All of these measures (and many more) can be derived by the Confusion Matrix, a table used to describe the performance of a classification model on a set of test data for which the true values are known.
In and of itself, the confusion matrix is a relatively easy concept to get your head around as is shows the number of false positives, false negatives, true positives, and true negatives. However some of the measures that are derived from it may take some reasoning with to fully understand their meaning and use.
predictions_glm %>%
conf_mat(Churn, .pred_class) %>%
pluck(1) %>%
as_tibble() %>%
ggplot(aes(Prediction, Truth, alpha = n)) +
geom_tile(show.legend = FALSE) +
geom_text(aes(label = n), colour = "white", alpha = 1, size = 8)
The model’s Accuracy is the fraction of predictions the model got right and can be easily calculated by passing the predictions_glm
to the metrics
function. However, accuracy is not a very reliable metric as it will provide misleading results if the data set is unbalanced.
With only basic data manipulation and feature engineering the simple logistic model has achieved 80% accuracy.
predictions_glm %>%
metrics(Churn, .pred_class) %>%
select(-.estimator) %>%
filter(.metric == "accuracy") %>%
kable()
.metric | .estimate |
---|---|
accuracy | 0.8058321 |
Precision shows how sensitive models are to False Positives (i.e. predicting a customer is leaving when he-she is actually staying) whereas Recall looks at how sensitive models are to False Negatives (i.e. forecasting that a customer is staying whilst he-she is in fact leaving).

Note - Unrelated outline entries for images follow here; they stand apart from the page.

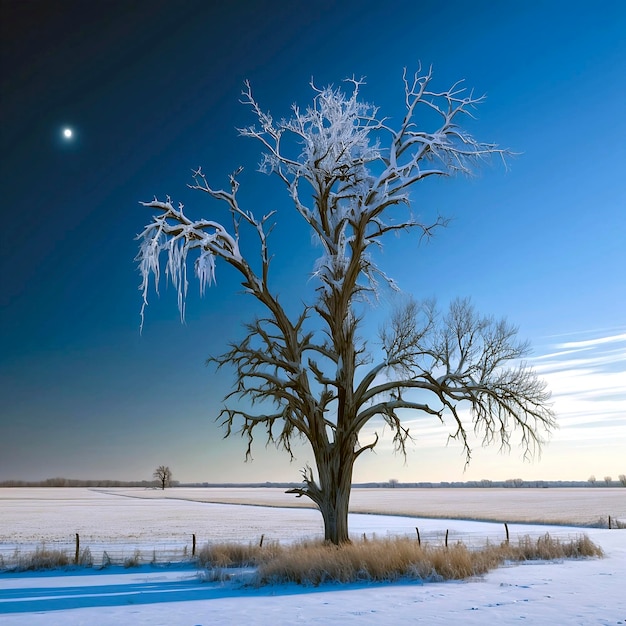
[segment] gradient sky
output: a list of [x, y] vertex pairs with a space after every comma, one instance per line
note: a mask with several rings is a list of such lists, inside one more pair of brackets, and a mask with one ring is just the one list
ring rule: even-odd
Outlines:
[[[469, 127], [520, 153], [508, 171], [425, 182], [415, 211], [453, 218], [428, 244], [390, 239], [387, 273], [415, 297], [471, 296], [531, 341], [560, 429], [540, 461], [460, 447], [409, 416], [407, 462], [390, 438], [356, 482], [492, 478], [586, 480], [626, 473], [626, 3], [2, 1], [0, 480], [298, 480], [299, 449], [244, 463], [245, 442], [215, 423], [232, 373], [204, 364], [241, 336], [252, 302], [219, 266], [181, 325], [173, 289], [151, 297], [139, 334], [140, 200], [170, 194], [192, 216], [245, 166], [241, 196], [278, 209], [274, 282], [310, 293], [314, 252], [288, 199], [255, 172], [259, 147], [235, 127], [245, 79], [289, 115], [319, 85], [367, 77], [363, 97], [402, 114], [402, 68], [432, 64], [487, 101]], [[74, 129], [64, 141], [62, 129]], [[164, 285], [162, 286], [164, 287]], [[374, 332], [385, 301], [372, 314]], [[388, 435], [388, 431], [385, 433]]]

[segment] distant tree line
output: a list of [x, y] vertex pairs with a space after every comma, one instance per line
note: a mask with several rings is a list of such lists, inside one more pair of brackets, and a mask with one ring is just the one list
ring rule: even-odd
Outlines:
[[[608, 478], [608, 477], [606, 477]], [[522, 478], [509, 478], [507, 480], [468, 480], [464, 482], [400, 482], [396, 478], [384, 482], [355, 483], [352, 485], [354, 489], [476, 489], [476, 488], [535, 488], [545, 489], [564, 488], [564, 487], [626, 487], [626, 475], [620, 474], [617, 481], [609, 480], [592, 481], [584, 480], [523, 480]], [[212, 483], [212, 482], [196, 482], [181, 483], [177, 480], [170, 480], [170, 487], [200, 487], [200, 488], [274, 488], [274, 489], [292, 489], [299, 483], [291, 482], [262, 482], [262, 483]], [[80, 480], [75, 478], [46, 478], [38, 481], [25, 480], [5, 480], [0, 481], [0, 487], [162, 487], [161, 480]]]
[[[4, 480], [0, 487], [154, 487], [154, 480], [81, 480], [80, 478], [46, 478], [44, 480]], [[177, 486], [176, 481], [171, 486]]]

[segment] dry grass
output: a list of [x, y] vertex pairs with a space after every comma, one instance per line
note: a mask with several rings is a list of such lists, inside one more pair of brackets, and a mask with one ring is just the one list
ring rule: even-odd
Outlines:
[[[106, 552], [103, 565], [110, 564]], [[480, 576], [506, 562], [601, 557], [602, 549], [589, 537], [582, 535], [562, 541], [545, 534], [538, 539], [522, 537], [517, 544], [487, 543], [481, 548], [469, 548], [458, 542], [450, 546], [420, 545], [409, 537], [381, 539], [362, 538], [349, 544], [334, 546], [322, 541], [303, 541], [283, 546], [276, 541], [264, 545], [217, 543], [204, 546], [196, 562], [207, 572], [206, 580], [227, 580], [229, 568], [256, 569], [253, 584], [319, 585], [324, 582], [460, 580]], [[11, 563], [0, 562], [0, 569], [28, 571], [64, 568], [72, 564], [66, 552], [51, 550], [45, 545], [34, 552], [16, 551]], [[125, 559], [125, 567], [136, 567], [143, 561], [136, 550]], [[79, 564], [93, 564], [88, 548]], [[232, 571], [232, 570], [231, 570]]]
[[263, 548], [221, 544], [203, 548], [199, 561], [207, 569], [255, 566], [257, 585], [319, 585], [400, 579], [459, 580], [480, 576], [507, 561], [599, 556], [603, 556], [602, 549], [586, 535], [563, 542], [546, 534], [539, 539], [523, 537], [517, 545], [505, 542], [479, 549], [460, 542], [449, 547], [420, 546], [407, 537], [358, 540], [339, 547], [319, 541], [287, 547], [273, 543]]

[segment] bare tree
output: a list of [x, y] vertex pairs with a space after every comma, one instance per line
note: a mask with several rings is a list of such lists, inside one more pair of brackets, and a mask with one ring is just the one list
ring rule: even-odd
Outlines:
[[152, 476], [159, 482], [161, 489], [169, 487], [172, 484], [172, 471], [167, 465], [159, 465], [154, 470]]
[[[348, 80], [347, 91], [312, 85], [312, 104], [305, 110], [294, 105], [291, 118], [280, 121], [261, 109], [246, 83], [243, 103], [258, 125], [240, 134], [260, 142], [261, 170], [284, 185], [321, 249], [313, 269], [315, 293], [295, 315], [288, 314], [269, 280], [268, 235], [275, 212], [242, 206], [242, 168], [230, 176], [228, 189], [211, 187], [200, 169], [191, 185], [225, 206], [229, 227], [228, 221], [192, 220], [169, 197], [142, 203], [158, 211], [138, 236], [142, 326], [151, 274], [158, 289], [161, 252], [178, 290], [181, 317], [188, 253], [197, 252], [201, 292], [215, 279], [216, 259], [240, 273], [245, 291], [264, 313], [247, 324], [244, 339], [211, 359], [237, 375], [220, 416], [226, 436], [240, 428], [248, 456], [257, 429], [292, 457], [294, 440], [306, 440], [316, 472], [305, 467], [302, 487], [290, 493], [319, 507], [326, 540], [335, 544], [349, 540], [354, 463], [378, 443], [376, 430], [362, 440], [365, 426], [386, 424], [396, 449], [406, 454], [411, 440], [406, 416], [426, 413], [450, 425], [450, 437], [460, 441], [467, 462], [472, 432], [483, 444], [508, 449], [518, 430], [524, 455], [532, 456], [542, 443], [540, 431], [554, 426], [545, 384], [521, 361], [528, 345], [517, 340], [513, 326], [479, 315], [467, 300], [455, 301], [446, 313], [432, 302], [409, 300], [381, 330], [382, 350], [359, 338], [381, 285], [395, 288], [374, 258], [382, 240], [403, 231], [429, 236], [445, 223], [415, 219], [409, 190], [433, 176], [469, 174], [481, 161], [507, 154], [459, 126], [483, 97], [460, 83], [434, 90], [432, 71], [413, 76], [405, 71], [403, 80], [405, 112], [395, 128], [378, 108], [361, 101], [362, 80]], [[421, 130], [419, 119], [434, 120], [432, 128]], [[251, 245], [248, 236], [240, 239], [244, 229], [255, 235], [256, 253], [241, 251], [240, 244]], [[234, 397], [251, 402], [230, 405]]]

These are very relevant business metrics because organisations are particularly interested in accurately predicting which customers are truly at risk of leaving so that they can target them with retention strategies. At the same time they want to minimising efforts of retaining customers incorrectly classified as leaving who are instead staying.
tibble(
"precision" =
precision(predictions_glm, Churn, .pred_class) %>%
select(.estimate),
"recall" =
recall(predictions_glm, Churn, .pred_class) %>%
select(.estimate)
) %>%
unnest() %>%
kable()
precision | recall |
---|---|
0.8466368 | 0.9024857 |
Another popular performance assessment metric is the F1 Score, which is the harmonic average of the precision and recall. An F1 score reaches its best value at 1 with perfect precision and recall.
predictions_glm %>%
f_meas(Churn, .pred_class) %>%
select(-.estimator) %>%
kable()
.metric | .estimate |
---|---|
f_meas | 0.8736696 |
A Random Forest
This is where the real beauty of tidymodels
comes into play. Now I can use this tidy modelling framework to fit a Random Forest model with the ranger
engine.
Cross-validation set up
To further refine the model’s predictive power, I am implementing a 10-fold cross validation using vfold_cv
from rsample
, which splits again the initial training data.
cross_val_tbl <- vfold_cv(train_tbl, v = 10)
cross_val_tbl
## # 10-fold cross-validation
## # A tibble: 10 x 2
## splits id
## <named list> <chr>
## 1 <split [5.1K/563]> Fold01
## 2 <split [5.1K/563]> Fold02
## 3 <split [5.1K/563]> Fold03
## 4 <split [5.1K/563]> Fold04
## 5 <split [5.1K/563]> Fold05
## 6 <split [5.1K/563]> Fold06
## 7 <split [5.1K/562]> Fold07
## 8 <split [5.1K/562]> Fold08
## 9 <split [5.1K/562]> Fold09
## 10 <split [5.1K/562]> Fold10
If we take a further look, we should recognise the 5,626 number, which is the total number of observations in the initial train_tbl
. In each round, 563 observations will in turn be retained from estimation and used to validate the model for that fold.
cross_val_tbl$splits %>%
pluck(1)
## <5063/563/5626>
To avoid confusion and distinguish the initial train/test splits from those used for cross validation, the author of rsample
Max Kuhn has coined two new terms: the analysis
and the assessment
sets. The former is the portion of the train data used to recursively estimate the model, where the latter is the portion used to validate each estimate.
Update the recipe
NOTE that a random forest needs all numeric variables to be centred and scaled and all character/factor variables to be “dummified”. This is easily done by updating the recipe with these transformations.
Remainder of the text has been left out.